All of this could also be viewed as history, however disheartening, were it not for the fact that the left is still enormously influential in India. It is stymieing systemic change. It is refloating the old canards about American plots to destabilize developing countries. It is pushing populist shibboleths at a time when much of the rest of the world has embraced invigorating globalization. It is resurrecting Karl Marx when he’s been rejected almost everywhere in favor of Adam Smith’s free market.
Even though Prime Minister Singh has expressly embraced a free-market philosophy and somewhat loosened the state’s grip on economic activity, his every move seems to be undercut by the left’s cozy relationship with Mr. Singh’s boss, Sonia Gandhi. She’s the president of the Indian National Congress, the 14-party ruling coalition’s main grouping.
Her rationale for such a relationship? That the support of 71 Communists in the 545 Lok Sabha, India’s lower house of Parliament, helps her coalition survive.
Mrs. Gandhi humiliated Prime Minister Singh while he was in Washington not long ago. While President Bush was signaling America’s acceptance of India as a nuclear power and pledging to assist in its ambition to become an economic dynamo, Mrs. Gandhi vetoed a Singh Cabinet decision to privatize partially a state-run heavy-electrical manufacturing company.
The left argued that privatization would invite unemployment, and Mrs. Gandhi concurred. Earlier, they had argued opening up airport construction to foreign investment would be bad for the economy – and Mrs. Gandhi concurred. The Communists had also argued that India’s archaic labor laws must be left intact, and Mrs. Gandhi concurred.
Her actions and those of her leftist comrades raise three troubling questions.
One, can Prime Minister Singh effectively govern when it is his party chief who’s calling the shots?

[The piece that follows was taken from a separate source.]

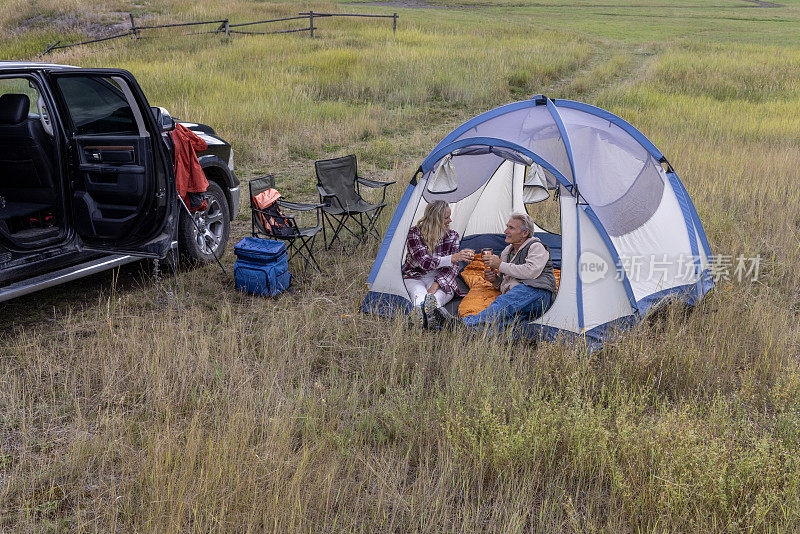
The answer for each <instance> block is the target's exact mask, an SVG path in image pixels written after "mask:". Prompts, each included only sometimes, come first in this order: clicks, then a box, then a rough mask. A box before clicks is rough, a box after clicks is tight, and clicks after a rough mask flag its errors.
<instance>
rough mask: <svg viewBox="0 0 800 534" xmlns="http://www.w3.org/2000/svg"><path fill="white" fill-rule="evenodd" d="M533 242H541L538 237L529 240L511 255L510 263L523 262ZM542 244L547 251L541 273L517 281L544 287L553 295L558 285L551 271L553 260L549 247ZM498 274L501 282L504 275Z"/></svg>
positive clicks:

Cabinet ministers these days make a beeline for Mrs. Gandhi’s home before drafting proposals for their portfolios. Mr. Singh’s role seems to be confined to that of an ambassador hopping from one capital to another for photo-ops.
Two, what does the uncertain federal governance suggest to foreign investors whose support India badly needs and who are already confused by the mixed signals they’ve been receiving?
And third, if the private sector is discouraged from accelerating involvement in strengthening India’s infrastructure, can India’s economic trajectory toward superpowerdom be anything other than fitful?
However much goodwill America and other developed countries demonstrate toward India’s ambitions, the sad reality is that the country’s entrenched left shows little receptivity to such support or to free-market ideas that can drive the economy faster. Equally sad is the fact that India’s leaders – and Sonia Gandhi in particular – may be privately persuaded about the efficiency of markets, but publicly they must continually pay obeisance to the exigencies of leftist politics.
The devastation of the monsoon is bad enough, but a longer-term problem is the Indian left’s recidivism.
Mr. Gupte is a contributing editor at The New York Sun.